Real Estate Industry Making Progress In Reducing Energy Consumption And Greenhouse Gas Emissions

Posted by Heidi Schwartz

Data Source: International Energy Agency, 2012 Key World Energy Statistics.

Volume 4 of the Greenprint Performance Report™, which measures and tracks the performance of 3,232 buildings owned by Greenprint’s members, demonstrates a year-over-year reduction of 3.2 percent in energy consumption and 3.4 percent in carbon emissions. The report finds that the reduction in carbon emissions equates to nearly 268,400 barrels of oil not consumed, 24,044 cars taken off the road and over 2.9 million trees planted in the past 12 months. The report also found a 21.4 percent increase in recycling, and only a modest 0.5 percent increase in water consumption.

The property data was submitted to the Greenprint Center by its 31 members and affiliated partners who comprise an alliance of the world’s leading real estate owners, investors and financial institutions committed to improving environmental performance across the global property industry.

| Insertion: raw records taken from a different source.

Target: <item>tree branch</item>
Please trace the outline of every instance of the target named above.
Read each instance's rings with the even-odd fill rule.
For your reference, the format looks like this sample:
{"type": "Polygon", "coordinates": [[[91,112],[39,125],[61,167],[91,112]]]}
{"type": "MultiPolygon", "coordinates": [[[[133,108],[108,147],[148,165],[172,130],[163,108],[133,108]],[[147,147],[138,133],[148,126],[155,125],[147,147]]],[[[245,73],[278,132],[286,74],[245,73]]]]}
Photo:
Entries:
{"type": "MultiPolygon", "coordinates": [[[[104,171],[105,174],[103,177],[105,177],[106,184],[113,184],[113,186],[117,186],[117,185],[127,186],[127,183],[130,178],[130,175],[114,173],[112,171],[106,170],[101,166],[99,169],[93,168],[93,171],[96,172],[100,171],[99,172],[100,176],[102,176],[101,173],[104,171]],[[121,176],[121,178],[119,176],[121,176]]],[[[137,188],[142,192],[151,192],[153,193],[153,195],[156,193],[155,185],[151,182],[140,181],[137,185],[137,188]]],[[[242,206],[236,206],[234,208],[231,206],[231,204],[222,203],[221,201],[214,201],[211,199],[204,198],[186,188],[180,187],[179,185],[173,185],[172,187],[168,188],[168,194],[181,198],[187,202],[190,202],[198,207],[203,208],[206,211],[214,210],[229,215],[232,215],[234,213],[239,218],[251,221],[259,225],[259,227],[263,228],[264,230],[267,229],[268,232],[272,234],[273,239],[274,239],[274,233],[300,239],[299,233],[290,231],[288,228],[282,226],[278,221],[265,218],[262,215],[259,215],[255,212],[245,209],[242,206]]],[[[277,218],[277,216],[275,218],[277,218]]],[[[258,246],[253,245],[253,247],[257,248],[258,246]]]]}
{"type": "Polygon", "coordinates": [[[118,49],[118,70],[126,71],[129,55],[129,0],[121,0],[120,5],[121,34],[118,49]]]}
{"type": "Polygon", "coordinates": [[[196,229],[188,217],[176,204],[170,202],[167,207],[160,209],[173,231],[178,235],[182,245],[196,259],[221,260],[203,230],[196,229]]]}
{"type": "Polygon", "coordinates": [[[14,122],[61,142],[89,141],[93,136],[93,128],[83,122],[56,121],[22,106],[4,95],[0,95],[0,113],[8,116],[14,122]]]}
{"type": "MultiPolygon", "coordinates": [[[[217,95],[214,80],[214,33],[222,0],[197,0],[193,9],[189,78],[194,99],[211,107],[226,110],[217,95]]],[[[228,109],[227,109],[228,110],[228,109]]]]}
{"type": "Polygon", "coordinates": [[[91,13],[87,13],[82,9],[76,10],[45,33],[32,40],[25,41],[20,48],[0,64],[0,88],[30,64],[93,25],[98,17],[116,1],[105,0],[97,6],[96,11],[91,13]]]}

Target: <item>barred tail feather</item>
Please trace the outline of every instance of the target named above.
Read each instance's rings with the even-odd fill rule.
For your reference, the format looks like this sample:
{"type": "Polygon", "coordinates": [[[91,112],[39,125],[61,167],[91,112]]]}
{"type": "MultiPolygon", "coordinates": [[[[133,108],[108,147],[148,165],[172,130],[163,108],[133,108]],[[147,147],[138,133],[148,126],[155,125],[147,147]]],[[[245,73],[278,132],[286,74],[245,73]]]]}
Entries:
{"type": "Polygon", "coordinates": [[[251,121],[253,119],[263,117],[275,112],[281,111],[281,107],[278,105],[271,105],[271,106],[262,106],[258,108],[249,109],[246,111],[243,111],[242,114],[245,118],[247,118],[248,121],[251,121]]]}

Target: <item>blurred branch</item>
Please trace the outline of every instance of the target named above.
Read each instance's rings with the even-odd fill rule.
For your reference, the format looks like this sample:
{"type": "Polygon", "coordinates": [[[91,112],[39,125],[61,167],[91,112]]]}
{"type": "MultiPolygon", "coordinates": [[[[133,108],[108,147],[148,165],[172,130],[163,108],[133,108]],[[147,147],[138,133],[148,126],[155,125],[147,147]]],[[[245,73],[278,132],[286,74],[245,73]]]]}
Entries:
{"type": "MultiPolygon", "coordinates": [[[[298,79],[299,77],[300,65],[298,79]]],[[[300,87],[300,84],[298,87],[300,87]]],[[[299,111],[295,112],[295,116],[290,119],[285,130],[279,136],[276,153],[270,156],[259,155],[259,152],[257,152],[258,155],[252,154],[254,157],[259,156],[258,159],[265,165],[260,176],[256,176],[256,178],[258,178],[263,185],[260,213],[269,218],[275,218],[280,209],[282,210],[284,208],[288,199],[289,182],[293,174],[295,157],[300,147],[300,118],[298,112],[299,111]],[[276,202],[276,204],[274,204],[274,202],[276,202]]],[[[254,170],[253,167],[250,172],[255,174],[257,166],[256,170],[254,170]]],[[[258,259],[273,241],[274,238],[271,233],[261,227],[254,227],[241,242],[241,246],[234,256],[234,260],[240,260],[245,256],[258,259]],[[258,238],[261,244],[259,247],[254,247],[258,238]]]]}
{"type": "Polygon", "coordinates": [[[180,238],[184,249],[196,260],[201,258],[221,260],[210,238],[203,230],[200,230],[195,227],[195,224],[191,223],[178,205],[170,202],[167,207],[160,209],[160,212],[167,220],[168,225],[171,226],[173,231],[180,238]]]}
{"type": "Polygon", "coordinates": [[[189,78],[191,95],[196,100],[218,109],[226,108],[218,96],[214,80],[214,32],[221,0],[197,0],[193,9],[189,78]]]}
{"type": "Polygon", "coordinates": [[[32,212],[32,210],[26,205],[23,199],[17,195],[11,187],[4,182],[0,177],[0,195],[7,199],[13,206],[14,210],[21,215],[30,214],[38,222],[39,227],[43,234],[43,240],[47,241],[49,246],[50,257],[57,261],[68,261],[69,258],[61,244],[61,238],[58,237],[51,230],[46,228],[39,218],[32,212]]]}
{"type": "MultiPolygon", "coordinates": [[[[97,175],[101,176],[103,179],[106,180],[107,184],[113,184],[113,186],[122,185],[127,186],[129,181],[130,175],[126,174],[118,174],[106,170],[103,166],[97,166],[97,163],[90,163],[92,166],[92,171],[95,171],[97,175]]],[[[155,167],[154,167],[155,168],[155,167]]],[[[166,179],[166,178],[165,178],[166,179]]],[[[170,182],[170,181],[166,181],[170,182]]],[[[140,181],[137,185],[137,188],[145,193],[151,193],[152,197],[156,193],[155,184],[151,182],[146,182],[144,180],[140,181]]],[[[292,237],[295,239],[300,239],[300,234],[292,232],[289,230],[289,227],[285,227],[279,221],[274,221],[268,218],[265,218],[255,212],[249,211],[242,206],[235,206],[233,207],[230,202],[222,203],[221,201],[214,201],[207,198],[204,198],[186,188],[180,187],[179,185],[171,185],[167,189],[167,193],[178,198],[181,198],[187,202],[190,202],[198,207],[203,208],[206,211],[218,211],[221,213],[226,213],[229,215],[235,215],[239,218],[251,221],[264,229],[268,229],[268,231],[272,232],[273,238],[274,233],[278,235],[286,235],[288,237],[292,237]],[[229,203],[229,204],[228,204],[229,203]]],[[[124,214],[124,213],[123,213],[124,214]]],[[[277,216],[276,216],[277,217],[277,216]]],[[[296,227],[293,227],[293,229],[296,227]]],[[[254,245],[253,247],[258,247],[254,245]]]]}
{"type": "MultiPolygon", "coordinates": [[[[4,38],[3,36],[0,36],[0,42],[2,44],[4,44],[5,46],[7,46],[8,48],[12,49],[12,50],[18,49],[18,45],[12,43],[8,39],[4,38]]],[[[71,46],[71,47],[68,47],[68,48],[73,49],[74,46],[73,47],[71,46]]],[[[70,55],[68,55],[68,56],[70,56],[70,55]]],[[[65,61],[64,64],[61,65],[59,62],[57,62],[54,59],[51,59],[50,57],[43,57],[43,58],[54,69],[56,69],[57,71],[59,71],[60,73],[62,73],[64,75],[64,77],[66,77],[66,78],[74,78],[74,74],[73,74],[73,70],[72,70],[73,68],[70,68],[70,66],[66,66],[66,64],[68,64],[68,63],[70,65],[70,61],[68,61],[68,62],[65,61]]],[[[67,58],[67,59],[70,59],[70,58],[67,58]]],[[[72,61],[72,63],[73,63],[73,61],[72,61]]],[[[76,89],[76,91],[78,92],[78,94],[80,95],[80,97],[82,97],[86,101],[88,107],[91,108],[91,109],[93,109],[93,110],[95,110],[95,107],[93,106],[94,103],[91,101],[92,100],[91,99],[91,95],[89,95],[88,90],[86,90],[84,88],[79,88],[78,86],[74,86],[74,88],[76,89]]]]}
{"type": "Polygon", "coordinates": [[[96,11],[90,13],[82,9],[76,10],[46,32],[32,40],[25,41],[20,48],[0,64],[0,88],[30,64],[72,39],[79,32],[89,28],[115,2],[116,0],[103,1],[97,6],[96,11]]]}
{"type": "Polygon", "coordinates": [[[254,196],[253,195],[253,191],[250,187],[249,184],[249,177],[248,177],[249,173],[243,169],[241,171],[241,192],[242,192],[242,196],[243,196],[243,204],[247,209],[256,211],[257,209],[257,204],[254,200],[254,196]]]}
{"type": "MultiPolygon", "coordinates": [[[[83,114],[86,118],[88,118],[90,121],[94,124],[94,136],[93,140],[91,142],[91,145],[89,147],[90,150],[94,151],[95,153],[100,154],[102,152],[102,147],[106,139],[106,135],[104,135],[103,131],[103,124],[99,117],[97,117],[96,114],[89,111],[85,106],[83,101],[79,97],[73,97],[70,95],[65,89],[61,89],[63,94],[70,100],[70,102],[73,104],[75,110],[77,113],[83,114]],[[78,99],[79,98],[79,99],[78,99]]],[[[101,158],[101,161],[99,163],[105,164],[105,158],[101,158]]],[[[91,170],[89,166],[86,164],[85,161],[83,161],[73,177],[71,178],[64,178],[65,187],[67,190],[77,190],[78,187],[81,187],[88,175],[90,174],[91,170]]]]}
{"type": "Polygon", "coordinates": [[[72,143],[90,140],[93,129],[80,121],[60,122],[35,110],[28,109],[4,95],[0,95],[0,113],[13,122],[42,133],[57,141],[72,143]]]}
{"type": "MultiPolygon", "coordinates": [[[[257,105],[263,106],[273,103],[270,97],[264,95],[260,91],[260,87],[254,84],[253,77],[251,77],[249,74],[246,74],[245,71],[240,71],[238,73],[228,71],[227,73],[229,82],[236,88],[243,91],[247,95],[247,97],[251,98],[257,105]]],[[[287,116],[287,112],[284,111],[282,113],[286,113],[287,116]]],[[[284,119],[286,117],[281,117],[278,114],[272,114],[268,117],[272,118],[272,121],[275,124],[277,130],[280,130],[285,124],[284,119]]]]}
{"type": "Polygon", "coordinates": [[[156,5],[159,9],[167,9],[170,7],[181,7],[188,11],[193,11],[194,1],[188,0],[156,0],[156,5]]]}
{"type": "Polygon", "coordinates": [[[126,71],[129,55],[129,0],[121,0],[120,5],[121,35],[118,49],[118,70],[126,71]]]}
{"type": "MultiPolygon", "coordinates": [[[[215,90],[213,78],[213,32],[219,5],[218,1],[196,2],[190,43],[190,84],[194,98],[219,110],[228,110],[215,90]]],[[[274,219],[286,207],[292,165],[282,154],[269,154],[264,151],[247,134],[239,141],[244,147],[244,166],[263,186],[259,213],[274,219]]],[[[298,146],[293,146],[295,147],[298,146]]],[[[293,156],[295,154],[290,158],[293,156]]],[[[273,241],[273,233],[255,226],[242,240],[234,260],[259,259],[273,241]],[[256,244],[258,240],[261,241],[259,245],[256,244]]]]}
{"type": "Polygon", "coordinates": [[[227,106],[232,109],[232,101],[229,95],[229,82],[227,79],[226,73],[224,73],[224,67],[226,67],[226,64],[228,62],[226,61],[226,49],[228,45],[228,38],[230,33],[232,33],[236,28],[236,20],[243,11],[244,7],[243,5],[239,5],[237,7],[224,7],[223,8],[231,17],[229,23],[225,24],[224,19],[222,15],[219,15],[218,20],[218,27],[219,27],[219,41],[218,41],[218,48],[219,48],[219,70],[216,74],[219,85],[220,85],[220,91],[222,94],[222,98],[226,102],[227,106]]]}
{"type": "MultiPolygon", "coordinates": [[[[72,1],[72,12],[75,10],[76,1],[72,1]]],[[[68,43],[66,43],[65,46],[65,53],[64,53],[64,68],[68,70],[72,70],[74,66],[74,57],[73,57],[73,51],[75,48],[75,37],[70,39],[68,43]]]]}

Greenprint is aiming to achieve a 50 percent reduction in the overall building emissions for its property portfolio by 2030.

“The reduction in both energy consumption and carbon emissions is a very encouraging sign and a clear indication that the global real estate sector is moving in the right direction,” said Greenprint’s Chairman Charles B. Leitner, III.

The Greenprint Performance Report™ provides an open standard for measuring, benchmarking and tracking energy usage and resulting emissions at a property, fund and portfolio level. The global scope and size of the report make it the industry’s largest, most verifiable, transparent and comprehensive benchmark of energy use and carbon emissions.

The 3,232 buildings in the Greenprint portfolio are located across 44 countries and accommodate more than 1.1 million people. Currently, the database includes 2,021 properties in the Americas; 1,022 in Europe, the Middle East and Africa; and 189 properties in Asia Pacific.

“The annual performance report provides the real estate industry with a useful indication of the progress being made in cutting resource consumption and reducing carbon emissions and provides Greenprint members with an invaluable benchmark against which to measure their existing portfolios. Most importantly, it shows the positive environmental impact resulting from a solid commitment by Greenprint’s members to make a difference,” said ULI Chief Executive Officer Patrick L. Phillips.

In addition to working closely with its members, Greenprint continues to collaborate with its innovation partners Arup, Deutsche Bank, Gensler, Johnson Controls and Lutron. It also is strengthening its ongoing collaborative efforts with the Natural Resources Defense Council and the London Better Buildings Partnership.

Over the past year, Greenprint has established new alliances with the U.S. Environmental Protection Agency’s Energy Star Program, the C40 Cities Climate Leadership Group, and the Downtown (Washington) D.C. ecoDistrict program. These relationships are creating opportunities for Greenprint to harmonize and scale standards and tools across the global real estate industry, while addressing the specific needs of individual markets.